Question
Tidex Company is a manufacturer of cleaning detergent. Product Cleanx is manufactured on a weekly basis. The following standards have been established to produce 10,000
Tidex Company is a manufacturer of cleaning detergent. Product Cleanx is manufactured on a weekly basis. The following standards have been established to produce 10,000 litres of Cleanx.

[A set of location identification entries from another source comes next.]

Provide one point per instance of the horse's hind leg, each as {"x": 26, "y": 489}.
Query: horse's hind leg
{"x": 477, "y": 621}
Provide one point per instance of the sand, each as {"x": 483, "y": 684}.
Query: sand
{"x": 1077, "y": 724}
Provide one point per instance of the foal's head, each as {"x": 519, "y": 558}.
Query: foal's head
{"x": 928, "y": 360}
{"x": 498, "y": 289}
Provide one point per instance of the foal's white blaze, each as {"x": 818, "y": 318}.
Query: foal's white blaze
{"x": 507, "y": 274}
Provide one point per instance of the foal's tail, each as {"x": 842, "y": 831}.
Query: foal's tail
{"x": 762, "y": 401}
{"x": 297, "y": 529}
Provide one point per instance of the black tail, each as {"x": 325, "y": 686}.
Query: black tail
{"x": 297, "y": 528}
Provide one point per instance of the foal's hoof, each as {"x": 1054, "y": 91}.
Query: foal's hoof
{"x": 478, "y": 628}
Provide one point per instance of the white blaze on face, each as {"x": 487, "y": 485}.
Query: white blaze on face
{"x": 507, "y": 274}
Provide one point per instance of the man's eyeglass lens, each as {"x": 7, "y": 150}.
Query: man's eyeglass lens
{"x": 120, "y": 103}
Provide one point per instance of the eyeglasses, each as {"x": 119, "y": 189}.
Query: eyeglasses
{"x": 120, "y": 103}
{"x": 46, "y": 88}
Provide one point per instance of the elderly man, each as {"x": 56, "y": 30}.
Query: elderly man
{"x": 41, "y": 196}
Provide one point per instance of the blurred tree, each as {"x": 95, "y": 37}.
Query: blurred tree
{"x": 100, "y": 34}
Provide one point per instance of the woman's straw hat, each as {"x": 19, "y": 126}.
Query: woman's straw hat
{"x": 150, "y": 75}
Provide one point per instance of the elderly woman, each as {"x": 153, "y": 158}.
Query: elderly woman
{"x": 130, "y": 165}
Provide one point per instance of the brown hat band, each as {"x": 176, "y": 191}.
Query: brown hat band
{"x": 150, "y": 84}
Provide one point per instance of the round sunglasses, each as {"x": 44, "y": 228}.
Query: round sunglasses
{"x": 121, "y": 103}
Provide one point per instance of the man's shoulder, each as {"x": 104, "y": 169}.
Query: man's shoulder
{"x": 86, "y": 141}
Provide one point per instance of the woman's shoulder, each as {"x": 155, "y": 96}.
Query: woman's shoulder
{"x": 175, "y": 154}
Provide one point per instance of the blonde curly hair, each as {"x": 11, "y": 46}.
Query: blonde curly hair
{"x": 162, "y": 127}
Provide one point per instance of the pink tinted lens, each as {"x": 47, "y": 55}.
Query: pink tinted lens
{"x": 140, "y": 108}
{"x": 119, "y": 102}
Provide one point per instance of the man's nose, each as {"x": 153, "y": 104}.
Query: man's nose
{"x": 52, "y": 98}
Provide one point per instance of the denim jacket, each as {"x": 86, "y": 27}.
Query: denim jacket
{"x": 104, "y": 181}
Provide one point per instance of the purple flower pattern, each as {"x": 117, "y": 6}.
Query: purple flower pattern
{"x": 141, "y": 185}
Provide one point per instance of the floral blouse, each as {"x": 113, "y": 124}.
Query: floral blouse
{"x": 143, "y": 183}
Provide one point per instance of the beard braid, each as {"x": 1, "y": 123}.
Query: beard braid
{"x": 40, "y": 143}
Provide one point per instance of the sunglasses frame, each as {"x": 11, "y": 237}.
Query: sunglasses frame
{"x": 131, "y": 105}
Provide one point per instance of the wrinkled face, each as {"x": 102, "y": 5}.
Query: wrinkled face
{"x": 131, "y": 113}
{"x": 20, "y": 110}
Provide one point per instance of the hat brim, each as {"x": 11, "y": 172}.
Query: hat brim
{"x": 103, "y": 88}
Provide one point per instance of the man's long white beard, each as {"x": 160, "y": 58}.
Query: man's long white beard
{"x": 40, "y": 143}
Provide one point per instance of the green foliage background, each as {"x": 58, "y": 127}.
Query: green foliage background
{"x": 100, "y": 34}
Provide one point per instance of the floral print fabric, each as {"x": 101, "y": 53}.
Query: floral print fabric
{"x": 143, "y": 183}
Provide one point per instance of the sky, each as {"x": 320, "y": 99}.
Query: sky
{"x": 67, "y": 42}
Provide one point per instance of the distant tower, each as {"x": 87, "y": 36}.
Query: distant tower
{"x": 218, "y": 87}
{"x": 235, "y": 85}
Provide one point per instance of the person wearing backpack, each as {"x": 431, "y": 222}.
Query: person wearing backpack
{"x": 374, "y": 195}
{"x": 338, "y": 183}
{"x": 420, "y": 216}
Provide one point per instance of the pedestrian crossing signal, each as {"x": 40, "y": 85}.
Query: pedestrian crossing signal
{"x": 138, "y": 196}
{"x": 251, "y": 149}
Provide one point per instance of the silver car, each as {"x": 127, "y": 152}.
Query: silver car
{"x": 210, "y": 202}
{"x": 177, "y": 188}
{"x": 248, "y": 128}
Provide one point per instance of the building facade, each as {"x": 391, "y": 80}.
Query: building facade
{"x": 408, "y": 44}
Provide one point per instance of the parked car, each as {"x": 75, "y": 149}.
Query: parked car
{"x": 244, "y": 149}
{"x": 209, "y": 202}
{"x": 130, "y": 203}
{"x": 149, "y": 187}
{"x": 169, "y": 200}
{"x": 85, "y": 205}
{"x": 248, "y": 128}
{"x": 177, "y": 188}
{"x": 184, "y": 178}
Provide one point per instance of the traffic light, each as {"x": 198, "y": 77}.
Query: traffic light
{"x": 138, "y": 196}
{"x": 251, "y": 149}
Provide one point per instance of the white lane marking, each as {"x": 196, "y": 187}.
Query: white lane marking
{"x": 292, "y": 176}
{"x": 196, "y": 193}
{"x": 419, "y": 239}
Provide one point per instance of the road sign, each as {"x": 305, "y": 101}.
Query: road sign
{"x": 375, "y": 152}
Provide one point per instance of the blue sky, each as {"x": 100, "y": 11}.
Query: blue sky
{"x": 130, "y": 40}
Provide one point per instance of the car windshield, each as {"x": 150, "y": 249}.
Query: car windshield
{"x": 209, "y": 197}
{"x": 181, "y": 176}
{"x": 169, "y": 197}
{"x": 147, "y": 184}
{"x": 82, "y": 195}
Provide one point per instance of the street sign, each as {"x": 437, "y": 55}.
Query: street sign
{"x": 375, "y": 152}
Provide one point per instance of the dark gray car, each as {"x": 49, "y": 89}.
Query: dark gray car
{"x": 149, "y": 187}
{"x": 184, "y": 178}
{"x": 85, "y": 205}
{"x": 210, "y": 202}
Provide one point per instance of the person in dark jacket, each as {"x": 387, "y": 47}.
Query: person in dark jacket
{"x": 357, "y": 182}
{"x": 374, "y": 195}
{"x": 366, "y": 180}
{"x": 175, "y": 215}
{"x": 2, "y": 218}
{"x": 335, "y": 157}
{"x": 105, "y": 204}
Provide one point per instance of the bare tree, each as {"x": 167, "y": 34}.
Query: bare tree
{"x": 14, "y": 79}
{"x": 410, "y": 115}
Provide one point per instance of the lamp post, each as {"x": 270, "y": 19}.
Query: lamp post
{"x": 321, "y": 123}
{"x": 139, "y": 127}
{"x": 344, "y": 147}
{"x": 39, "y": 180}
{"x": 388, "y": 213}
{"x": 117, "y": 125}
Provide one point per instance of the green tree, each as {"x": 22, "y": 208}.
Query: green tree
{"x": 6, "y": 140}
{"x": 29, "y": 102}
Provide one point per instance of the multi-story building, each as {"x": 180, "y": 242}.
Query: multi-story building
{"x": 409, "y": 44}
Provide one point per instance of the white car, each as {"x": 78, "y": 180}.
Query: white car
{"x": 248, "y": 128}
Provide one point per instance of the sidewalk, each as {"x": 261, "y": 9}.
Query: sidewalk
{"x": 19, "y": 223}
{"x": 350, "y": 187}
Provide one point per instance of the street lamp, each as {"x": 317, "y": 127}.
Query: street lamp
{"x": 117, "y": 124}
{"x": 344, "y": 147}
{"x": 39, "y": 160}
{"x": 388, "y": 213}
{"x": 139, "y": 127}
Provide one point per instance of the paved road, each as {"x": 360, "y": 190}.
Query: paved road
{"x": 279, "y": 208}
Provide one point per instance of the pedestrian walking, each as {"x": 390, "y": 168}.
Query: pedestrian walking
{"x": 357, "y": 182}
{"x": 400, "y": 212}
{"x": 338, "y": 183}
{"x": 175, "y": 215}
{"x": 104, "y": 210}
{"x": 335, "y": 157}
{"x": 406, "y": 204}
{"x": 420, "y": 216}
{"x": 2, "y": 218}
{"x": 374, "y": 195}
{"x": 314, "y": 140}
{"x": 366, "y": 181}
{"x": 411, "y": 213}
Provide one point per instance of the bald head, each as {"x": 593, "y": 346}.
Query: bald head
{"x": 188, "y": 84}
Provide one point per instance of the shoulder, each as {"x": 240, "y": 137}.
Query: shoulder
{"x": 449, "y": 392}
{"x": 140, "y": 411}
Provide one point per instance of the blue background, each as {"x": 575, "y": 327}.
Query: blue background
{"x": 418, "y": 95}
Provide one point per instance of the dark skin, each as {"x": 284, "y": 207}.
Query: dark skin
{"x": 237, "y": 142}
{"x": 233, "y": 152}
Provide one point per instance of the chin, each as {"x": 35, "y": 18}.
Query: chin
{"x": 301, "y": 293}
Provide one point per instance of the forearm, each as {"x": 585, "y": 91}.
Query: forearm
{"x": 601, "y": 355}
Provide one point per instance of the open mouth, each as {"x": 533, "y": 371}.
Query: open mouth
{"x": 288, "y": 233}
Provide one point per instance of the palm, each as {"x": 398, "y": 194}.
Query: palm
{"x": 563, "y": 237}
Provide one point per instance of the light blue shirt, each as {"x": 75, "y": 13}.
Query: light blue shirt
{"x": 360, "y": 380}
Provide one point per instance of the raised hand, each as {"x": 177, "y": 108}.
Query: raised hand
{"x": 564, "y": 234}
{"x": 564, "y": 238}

Standard direct labour hours of 5,000 to mix 10,000 litres of detergent Standard direct labour rate per hour: $18 Actual direct labour hours consumed: 5,500 Actual direct labour rate: $18.45 Calculate the Labour Quantity Variance (LQV).
| A) $11,475 Favourable |
| B) $9,000 Unfavourable |
| C) $2,475 Favourable |
| D) $2,475 Unfavourable |
A company developed the following per-unit standards for its product: 5 kilograms of direct materials at $3 per kilogram. Last month, 1,000 kilograms of direct materials were purchased for $2,900. Also last month, 700 kilograms of direct materials were used to produce 135 units. What was the direct materials quantity variance for last month?
| A) $75 unfavourable |
| B) $75 favourable |
| C) $900 unfavourable |
| D) $900 favourable |
Bridgeware Company has a materials price standard of $2.50 per kilogram. Four thousand kilograms of materials were purchased at $2.40 a kilogram. The actual quantity of materials used was 3,500 kilograms, although the standard quantity allowed for the output was 3,400 kilograms. Bridgeware Company's materials price variance is
| A) $400 U. |
| B) $400 F. |
| C) $350 U. |
| D) $300 F. |
Blue Fin Co. produces a product requiring 10 kilograms of material at $1.50 per kilogram. Blue Fin produced 10,000 products during 2016 resulting in a $30,000 unfavourable materials quantity variance. How much direct material did Blue Fin use during 2016?
| A) 120,000 kilograms |
| B) 100,000 kilograms |
| C) 200,000 kilograms |
| D) 145,000 kilograms |
The standard number of hours that should have been worked for the output attained is 8,000 direct labour hours and the actual number of direct labour hours worked was 8,400. If the direct labour price variance was $8,400 unfavourable, and the standard rate of pay was $18 per direct labour hour, what was the actual rate of pay for direct labour?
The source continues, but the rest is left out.